West Palm joins county in seeking U.S. money for Trump security costs


Standing within sight of President Donald Trump’s weekend White House at Mar-a-Lago, U.S. Rep. Lois Frankel, D-West Palm Beach, urged Trump Monday to “step up” and help Palm Beach County taxpayers recover as much as $5.8 million in expenses associated with the president’s frequent visits here.

Frankel was joined by West Palm Beach Mayor Jeri Muoio, who said cyberattacks and other threats related to Trump’s visits will require $4.7 million in new annual spending by her city as well as $4.3 million worth of “specialized equipment to handle a critical incident.”

The nearly $15 million in local costs comes on top of the estimated $2 million to $3 million in federal expenditures every weekend Trump visits Mar-a-Lago. Trump has visited Palm Beach on five of the 10 weekends of his presidency. He’s expected to return next week with Chinese President Xi Jinping, which Frankel said will cost county taxpayers another $280,000.

The sheriff’s office has already racked up about $1.7 million in costs for helping the Secret Service provide security for Trump and the total could range from $3.3 million to $5.8 million for the year, Frankel said. She and Muoio held a news conference on Bingham Island, a spot just west of Mar-a-Lago along Southern Boulevard where Trump supporters and opponents often gather when the president is in town.

Frankel also said business losses could hit $1 million at the county’s Lantana Airport, which is forced to shut down because of flight restrictions when the president visits.

Frankel said it’s “not likely” that federal money can be secured to offset those losses. A spokeswoman for Republican Sen. Marco Rubio said Rubio’s office has contacted the Federal Aviation Administration and Secret Service about “accommodations” for businesses hurt by the flight restrictions.

Rubio, Democratic Sen. Bill Nelson and U.S. House members from Palm Beach County asked the federal government in December for help defraying local Trump-related costs.

While the county’s concerns have been raised in the past, Monday was the first time Muoio has outlined the massive spending increases she says are needed in West Palm Beach. She said the city has faced “increased threats, particularly to our IT systems” and also mentioned potential threats to the city’s waterfront and water supply.

Muoio wants $4.3 million a year to hire about 40 emergency response personnel in the police and fire departments, city spokeswoman Kathleen Walter said afterward. The mayor also said $400,000 a year is needed to “harden” the city’s information technology system.

Asked about the increased information technology costs and how it relates to Trump, Muoio said, “I can’t go into it too deeply but we’ve been working with the FBI on attempted hacks…I think because we are in the spotlight and because people think of Palm Beach and West Palm Beach when they think of the president, it brings more attention to us.”

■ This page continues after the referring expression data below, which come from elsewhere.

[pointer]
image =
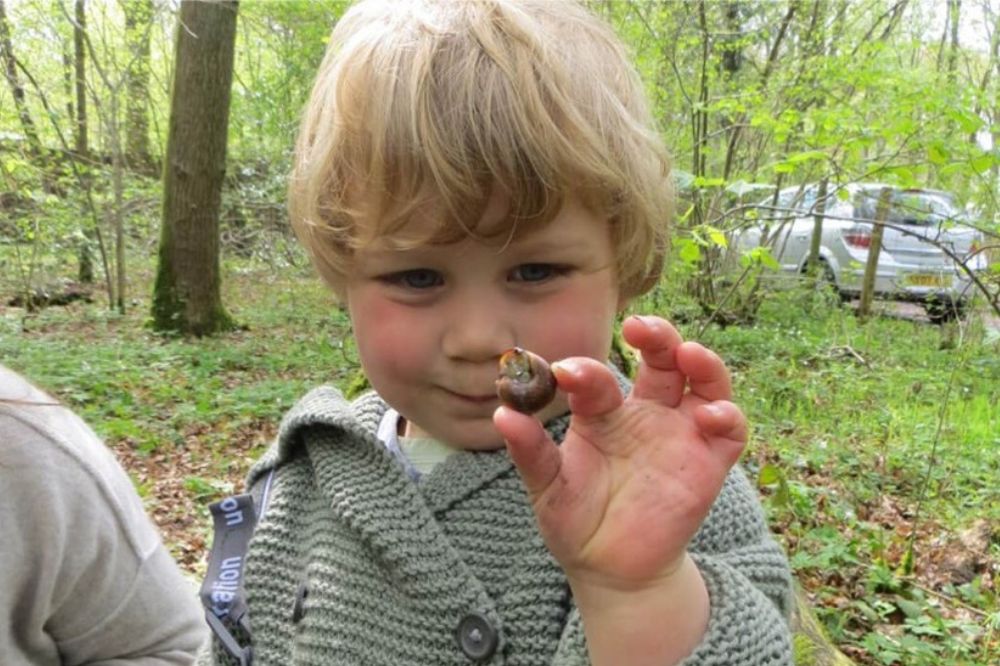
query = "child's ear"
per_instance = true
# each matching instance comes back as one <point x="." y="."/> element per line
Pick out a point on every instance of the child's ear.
<point x="623" y="302"/>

The city would not reveal details of the $4.3 million in “specialized equipment” that Muoio says is needed, with Walter citing an exemption in Florida’s public records law that covers a “security system plan.”

Frankel and Reps. Ted Deutch, D-Boca Raton, and Alcee Hastings, D-Delray Beach, sent a letter to Trump this past week asking for his help securing federal money.

“If compensation is not assured of being forthcoming, we respectfully ask that you curtail your visits until such time as that matter is resolved favorably to our area,” the letter says.

“It would be very unfair if help doesn’t come from Washington and if help doesn’t come from this president because the president can make choices,” Frankel said Monday. “He has very nice secure, safe, lovely places he could be even though we live in paradise. But certainly he could stay at the White House – he could go to Camp David, he can make that choice to limit the expense on our area…This is really a request to the White House to say, listen, step up to the plate and help us get this money.”

Assistant Palm Beach County Administrator Todd Bonlarron also attended the news conference and tried to strike a balance between welcoming Trump and seeking federal money.

“It has real impacts to our county’s budget. The other side of it, too, is we see some real economic benefits as well,” Bonlarron said. “So we do enjoy when the president is here. We like that he’s made this the winter White House. We think it’s a great selection, Palm Beach County, and we encourage more people to keep coming out, heads in beds, people in restaurants. But those dollars don’t always equate to dollars that are coming to the county budget to pay for some of the security and costs to pay for those visits.”